Internship provides the opportunity to gain practical experience in an actual computing environment with a local business or institution. The student works under the direction of an on-site supervisor and a faculty advisor. The internship is designed to utilize knowledge gained in the classroom while exposing the student to the latest developments and methodology in the field. Prerequisites: senior standing and 12 credit hours of computer science work, including at least 6 at the upper-division level. BUA 325 is recommended. (Offered on demand)

CSC 495
Independent Study [Independent Study] (1.0-3.0)
(Liberal Arts)
Independent study provides opportunity to pursue advanced or special-interest topics not covered in the curriculum.
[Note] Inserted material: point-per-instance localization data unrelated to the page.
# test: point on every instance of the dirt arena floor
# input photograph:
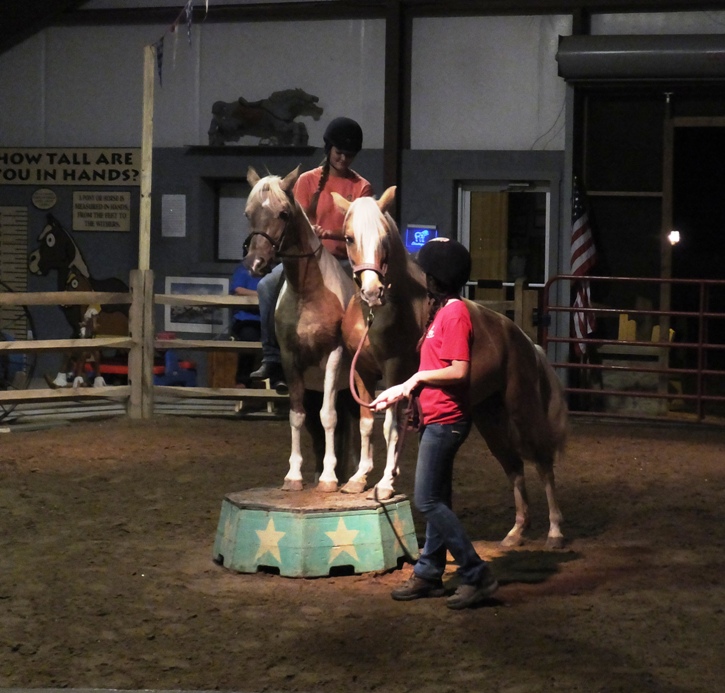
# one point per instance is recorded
(107, 579)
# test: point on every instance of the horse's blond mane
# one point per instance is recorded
(367, 215)
(275, 198)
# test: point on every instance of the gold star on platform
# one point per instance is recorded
(269, 541)
(343, 539)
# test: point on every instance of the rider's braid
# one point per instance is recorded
(438, 295)
(312, 210)
(434, 305)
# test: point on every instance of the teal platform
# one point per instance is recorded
(311, 534)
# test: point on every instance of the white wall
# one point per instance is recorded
(81, 86)
(487, 83)
(704, 22)
(478, 83)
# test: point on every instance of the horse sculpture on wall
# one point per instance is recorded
(308, 314)
(271, 119)
(518, 401)
(57, 251)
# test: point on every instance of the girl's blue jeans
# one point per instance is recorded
(437, 450)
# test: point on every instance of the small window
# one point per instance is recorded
(232, 225)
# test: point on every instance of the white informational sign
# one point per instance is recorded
(101, 211)
(173, 216)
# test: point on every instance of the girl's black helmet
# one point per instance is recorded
(448, 261)
(345, 134)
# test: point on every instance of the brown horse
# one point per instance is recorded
(519, 405)
(309, 310)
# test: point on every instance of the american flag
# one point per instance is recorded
(583, 258)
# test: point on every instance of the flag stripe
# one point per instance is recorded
(583, 258)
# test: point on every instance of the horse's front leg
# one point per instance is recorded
(358, 481)
(328, 419)
(293, 480)
(555, 538)
(384, 489)
(515, 473)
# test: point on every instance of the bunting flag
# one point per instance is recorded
(186, 15)
(159, 48)
(583, 258)
(189, 9)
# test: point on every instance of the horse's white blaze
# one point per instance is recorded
(390, 431)
(328, 415)
(368, 230)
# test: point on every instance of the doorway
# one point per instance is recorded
(505, 225)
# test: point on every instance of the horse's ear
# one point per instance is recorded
(288, 182)
(252, 176)
(387, 199)
(340, 202)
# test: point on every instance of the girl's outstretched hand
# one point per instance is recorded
(395, 393)
(387, 398)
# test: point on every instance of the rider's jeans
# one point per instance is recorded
(267, 292)
(437, 449)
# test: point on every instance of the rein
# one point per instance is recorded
(401, 436)
(410, 404)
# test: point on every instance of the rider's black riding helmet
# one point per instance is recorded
(447, 261)
(345, 134)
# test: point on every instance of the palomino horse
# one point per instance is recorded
(57, 251)
(389, 352)
(518, 401)
(309, 310)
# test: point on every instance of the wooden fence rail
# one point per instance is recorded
(142, 344)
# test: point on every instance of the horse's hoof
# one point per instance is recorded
(512, 541)
(357, 486)
(292, 485)
(555, 542)
(380, 493)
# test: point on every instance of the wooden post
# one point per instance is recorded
(147, 145)
(135, 354)
(147, 378)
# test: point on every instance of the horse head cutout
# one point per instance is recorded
(517, 401)
(372, 253)
(271, 119)
(57, 251)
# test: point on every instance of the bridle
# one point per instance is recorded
(277, 245)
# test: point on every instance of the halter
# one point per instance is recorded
(381, 270)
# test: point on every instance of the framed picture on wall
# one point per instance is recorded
(199, 319)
Prerequisites: 1. Junior standing. 2. A minimum of 9 semester hours in the discipline of the Independent Study. 3. A minimum grade point average of 2.50 in the discipline. 4. Proof of motivation and ability to work independently. 5. Approval of the department in which the study is to be taken. 6. Permission from the student's advisor, the course instructor, the Department Chair, the Academic Dean, and the Registrar.

CSC 498
Senior Project [Independent Study] (3.0)
(Liberal Arts)
This course will provide an opportunity for students to develop an application incorporating a range of activities extending beyond the material covered in the classroom. The project may be theoretical or practical in nature. Prerequisite: senior standing and permission of the Computer Science Department. (May be repeated up to a maximum of 6 semester hours.) (Offered on demand)


The number in parentheses following the course title indicates the semester hours of credit assigned to the course.
An H following the course number indicates an honors level course.